Generally speaking, Kentucky House lawmakers are in favor of pursuing such a market there whereas those in the Senate appear to have little interest in following up on such matters, as evidenced at the recent KY Chamber of Commerce's annual Legislative Preview Conference.
The meeting took place in Lexington and included some of the state’s top lawmakers moderated by chamber CEO Ashli Watts, a chance for the state’s political insiders to discuss the issues they will focus on in the upcoming legislative months.
When it comes to launching a legal sports betting market there, Kentucky Speaker of the House Rep. David Osborne (R) seems to understand that his state is running behind all of its neighbors, saying:
“I think the more we see [legal sports betting] expand around us, the more a conversation it’s going to be. We are now the last state of all our surrounding states that hasn’t passed it.”
On the other side of the issue sits Kentucky Senate President Senator Robert Stivers who made it clear that sports betting was the furthest thing on his mind, telling the group:
“I’m ambivalent about [legal sports betting]. I’ve always said it’s not a big issue in the overall scheme of things. It’s not a hot political issue. If it was such a winning issue, I don't think Adam Koenig would have lost."
Legal sports betting might not be a “hot political issue” in Kentucky, but elsewhere it has certainly proven to be a lucrative one.
The over thirty U.S. states that have already legalized, regulated, and continue to tax their own sports betting markets are a part of what has become a multi-billion dollar industry that continues to evolve and grow in the less than five years it has existed.
In May 2018, the U.S. Supreme Court overturned PASPA and gave states the right to create their own sports gambling markets, and there have been attempts to legalize it in Kentucky every year since, but those proposed bills have never made it to the Governor’s desk.
Last year the state representative that Stivers referred to – Adam Koenig – championed House Bill 606 meant to legalize in-person and online sports betting in Kentucky, but though that bill passed through the House it failed to get even a committee hearing in the Senate.

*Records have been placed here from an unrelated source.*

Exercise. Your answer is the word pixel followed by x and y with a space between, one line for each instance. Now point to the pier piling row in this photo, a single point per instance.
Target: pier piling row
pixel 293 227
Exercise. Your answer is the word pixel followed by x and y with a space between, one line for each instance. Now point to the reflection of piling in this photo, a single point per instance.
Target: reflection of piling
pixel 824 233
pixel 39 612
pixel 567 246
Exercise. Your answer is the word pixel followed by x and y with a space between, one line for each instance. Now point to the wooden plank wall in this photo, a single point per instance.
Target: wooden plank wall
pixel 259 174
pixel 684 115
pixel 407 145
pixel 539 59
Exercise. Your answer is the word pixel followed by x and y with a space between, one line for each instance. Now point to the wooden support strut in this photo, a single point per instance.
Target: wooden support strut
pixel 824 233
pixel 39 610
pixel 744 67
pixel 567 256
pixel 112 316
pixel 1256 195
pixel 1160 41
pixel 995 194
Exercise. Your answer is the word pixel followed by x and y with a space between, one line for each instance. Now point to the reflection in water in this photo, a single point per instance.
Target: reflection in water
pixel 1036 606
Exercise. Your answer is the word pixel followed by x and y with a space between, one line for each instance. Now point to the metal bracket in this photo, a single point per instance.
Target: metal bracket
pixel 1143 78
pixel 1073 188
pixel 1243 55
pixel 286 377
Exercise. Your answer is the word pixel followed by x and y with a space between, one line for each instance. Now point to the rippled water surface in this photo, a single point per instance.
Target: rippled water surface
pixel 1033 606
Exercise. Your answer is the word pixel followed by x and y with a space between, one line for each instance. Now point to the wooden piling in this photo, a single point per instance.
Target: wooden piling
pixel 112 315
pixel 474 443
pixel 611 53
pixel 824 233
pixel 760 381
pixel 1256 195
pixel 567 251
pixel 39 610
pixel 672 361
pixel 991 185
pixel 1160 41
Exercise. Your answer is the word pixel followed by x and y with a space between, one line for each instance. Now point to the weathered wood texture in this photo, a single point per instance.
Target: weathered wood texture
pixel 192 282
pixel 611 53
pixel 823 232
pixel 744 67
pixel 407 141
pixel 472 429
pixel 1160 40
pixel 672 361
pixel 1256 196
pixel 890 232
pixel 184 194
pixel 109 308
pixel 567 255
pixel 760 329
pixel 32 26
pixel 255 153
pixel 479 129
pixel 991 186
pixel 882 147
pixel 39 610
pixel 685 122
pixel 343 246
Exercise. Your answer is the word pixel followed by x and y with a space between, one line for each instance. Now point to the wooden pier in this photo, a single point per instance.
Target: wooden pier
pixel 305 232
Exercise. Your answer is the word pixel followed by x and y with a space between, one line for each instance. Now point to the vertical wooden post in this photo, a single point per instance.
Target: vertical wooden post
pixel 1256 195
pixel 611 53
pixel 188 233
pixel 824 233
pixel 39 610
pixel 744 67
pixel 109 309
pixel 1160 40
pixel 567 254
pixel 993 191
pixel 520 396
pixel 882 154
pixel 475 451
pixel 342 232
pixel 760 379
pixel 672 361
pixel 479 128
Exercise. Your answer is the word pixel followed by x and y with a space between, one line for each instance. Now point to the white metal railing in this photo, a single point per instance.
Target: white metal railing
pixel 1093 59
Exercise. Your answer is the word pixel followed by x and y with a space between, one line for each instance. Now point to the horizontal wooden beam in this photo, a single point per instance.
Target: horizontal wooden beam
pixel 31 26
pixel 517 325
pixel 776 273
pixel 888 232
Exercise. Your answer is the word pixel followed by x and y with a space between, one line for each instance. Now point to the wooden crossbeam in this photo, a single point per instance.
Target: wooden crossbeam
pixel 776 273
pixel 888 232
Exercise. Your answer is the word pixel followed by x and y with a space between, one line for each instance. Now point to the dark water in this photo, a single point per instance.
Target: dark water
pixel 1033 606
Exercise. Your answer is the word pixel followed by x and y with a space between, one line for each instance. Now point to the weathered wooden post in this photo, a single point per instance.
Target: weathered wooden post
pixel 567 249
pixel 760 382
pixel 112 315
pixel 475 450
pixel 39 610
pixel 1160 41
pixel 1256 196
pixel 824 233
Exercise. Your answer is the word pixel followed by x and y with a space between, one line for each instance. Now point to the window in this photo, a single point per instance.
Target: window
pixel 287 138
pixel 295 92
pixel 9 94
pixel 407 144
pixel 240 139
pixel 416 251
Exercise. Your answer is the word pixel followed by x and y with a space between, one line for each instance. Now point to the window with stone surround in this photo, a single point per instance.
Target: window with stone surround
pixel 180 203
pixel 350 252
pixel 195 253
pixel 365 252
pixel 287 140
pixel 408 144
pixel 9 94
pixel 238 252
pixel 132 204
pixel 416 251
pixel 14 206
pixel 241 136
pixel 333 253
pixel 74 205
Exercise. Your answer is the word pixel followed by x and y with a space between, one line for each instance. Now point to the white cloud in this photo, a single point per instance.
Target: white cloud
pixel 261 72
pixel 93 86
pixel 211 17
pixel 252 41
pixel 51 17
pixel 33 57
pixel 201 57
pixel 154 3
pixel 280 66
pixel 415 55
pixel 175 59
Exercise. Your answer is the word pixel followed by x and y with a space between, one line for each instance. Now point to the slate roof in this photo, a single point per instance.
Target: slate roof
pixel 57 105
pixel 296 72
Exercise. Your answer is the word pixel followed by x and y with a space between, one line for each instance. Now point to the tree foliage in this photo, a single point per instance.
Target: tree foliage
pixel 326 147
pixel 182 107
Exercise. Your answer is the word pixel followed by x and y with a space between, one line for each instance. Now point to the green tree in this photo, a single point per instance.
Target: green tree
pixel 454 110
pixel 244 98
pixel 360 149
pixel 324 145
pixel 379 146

Rep. Koenig lost his last election, so Kentucky sports betting will need a new champion and they are running out of time to step up.
Like most U.S. state legislatures, Kentucky’s reconvenes at the start of the year on January 2, 2023, a fresh chance for lawmakers to consider what is best for residents including whether they deserve a regulated (meaning safe) way to place their sports wagers.
Right now, Kentucky sports fans who gamble are using unregulated offshore sportsbooks and neighboring states to place their action and all that handle continues to flow out of state creating revenue that’s untaxed and free.
Horse racing interests there might not want to compete with NFL betting and the politicians they lobby are forced to agree, but that only continues to divide that Kentucky ‘house’ and it’s costing the state potential tax revenue, so maybe next year they’ll all start to listen to Honest Abe.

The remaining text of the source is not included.